You can decide for yourself if any of these condemnations are relevant to the United States in the 21st century.

For the record, quid pro quo, or literally, something for something, tit for tat, “one hand washes another,” etc., was originally a medical term, where it meant substituting one medicine for another.

In medieval times, if the apothecary could not provide the medicine a person needed, they might get a substitute – a quid pro quo.

Personally, I’ve always preferred the offhand explanation offered by the late Democratic senator from South Carolina, Strom Thurmond, who famously said: “To get along, you have to go along.”

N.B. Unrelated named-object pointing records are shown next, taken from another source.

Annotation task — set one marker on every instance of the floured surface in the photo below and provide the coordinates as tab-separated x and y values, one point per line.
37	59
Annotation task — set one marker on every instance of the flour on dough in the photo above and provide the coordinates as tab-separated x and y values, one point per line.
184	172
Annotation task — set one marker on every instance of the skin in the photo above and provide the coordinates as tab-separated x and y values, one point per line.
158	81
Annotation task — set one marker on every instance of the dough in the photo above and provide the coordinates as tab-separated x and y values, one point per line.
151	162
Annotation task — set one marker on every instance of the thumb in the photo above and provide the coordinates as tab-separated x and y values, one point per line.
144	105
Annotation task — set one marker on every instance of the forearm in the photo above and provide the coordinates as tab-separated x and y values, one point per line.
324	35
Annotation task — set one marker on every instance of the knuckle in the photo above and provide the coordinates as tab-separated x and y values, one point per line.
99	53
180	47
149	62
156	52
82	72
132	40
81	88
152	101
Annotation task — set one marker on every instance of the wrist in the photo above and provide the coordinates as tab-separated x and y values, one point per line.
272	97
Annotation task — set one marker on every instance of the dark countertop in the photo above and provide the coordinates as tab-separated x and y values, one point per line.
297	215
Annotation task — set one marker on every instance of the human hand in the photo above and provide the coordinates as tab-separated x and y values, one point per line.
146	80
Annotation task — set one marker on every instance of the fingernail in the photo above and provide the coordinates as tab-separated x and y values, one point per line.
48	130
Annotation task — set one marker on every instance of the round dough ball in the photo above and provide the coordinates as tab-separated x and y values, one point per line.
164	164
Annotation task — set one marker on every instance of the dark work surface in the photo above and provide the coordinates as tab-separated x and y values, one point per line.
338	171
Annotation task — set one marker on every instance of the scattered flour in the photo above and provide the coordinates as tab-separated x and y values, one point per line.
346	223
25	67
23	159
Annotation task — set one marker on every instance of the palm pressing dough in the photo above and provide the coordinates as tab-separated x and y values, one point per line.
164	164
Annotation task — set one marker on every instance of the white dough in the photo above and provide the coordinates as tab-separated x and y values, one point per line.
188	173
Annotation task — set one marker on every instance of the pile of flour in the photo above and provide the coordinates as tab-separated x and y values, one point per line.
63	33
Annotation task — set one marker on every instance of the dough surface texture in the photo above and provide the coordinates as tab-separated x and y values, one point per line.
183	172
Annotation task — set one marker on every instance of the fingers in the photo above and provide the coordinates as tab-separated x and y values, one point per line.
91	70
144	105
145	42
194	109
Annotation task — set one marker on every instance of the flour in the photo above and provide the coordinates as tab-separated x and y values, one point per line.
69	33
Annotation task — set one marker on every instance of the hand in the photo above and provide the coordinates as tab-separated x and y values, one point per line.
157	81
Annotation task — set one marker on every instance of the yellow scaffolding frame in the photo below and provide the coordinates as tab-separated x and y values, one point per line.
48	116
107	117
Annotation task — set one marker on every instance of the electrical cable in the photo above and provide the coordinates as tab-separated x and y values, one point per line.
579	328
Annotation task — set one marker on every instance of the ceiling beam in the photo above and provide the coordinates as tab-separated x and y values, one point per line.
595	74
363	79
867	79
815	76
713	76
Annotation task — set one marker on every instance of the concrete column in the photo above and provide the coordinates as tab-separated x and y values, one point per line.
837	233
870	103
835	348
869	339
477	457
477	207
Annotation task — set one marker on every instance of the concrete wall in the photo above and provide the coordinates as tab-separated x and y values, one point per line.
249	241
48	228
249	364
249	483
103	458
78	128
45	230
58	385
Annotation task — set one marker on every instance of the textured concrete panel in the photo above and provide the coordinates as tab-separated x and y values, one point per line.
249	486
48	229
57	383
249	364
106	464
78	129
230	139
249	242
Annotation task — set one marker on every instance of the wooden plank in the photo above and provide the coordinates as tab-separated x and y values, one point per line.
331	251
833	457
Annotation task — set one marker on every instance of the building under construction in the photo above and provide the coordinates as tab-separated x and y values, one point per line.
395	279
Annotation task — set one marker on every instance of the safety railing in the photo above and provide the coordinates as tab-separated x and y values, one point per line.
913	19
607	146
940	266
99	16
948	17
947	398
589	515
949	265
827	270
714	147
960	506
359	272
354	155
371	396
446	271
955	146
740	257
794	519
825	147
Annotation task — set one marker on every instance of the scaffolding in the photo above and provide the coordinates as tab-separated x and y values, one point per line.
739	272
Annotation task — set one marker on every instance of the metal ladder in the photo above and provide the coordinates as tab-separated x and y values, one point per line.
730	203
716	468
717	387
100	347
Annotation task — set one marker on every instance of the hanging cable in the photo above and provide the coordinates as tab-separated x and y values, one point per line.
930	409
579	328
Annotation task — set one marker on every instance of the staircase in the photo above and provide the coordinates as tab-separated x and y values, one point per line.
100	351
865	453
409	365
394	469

Speaking of “AD,” so many people think that it means “after death,” referring, of course, to the crucifixion of Jesus Christ.

Actually, it means anno domini, or “in the year of our Lord.” As far as that goes, up until the 6th century AD, our calendar was based on the founding of Rome in 753 BC.

In 525, a fellow by the name of Dionysius Exiguus re-jiggered the calendar to standardize the date of Easter. A mistake in his calculations ended up with Jesus being born in 3 BC which, of course, is a long, complicated story.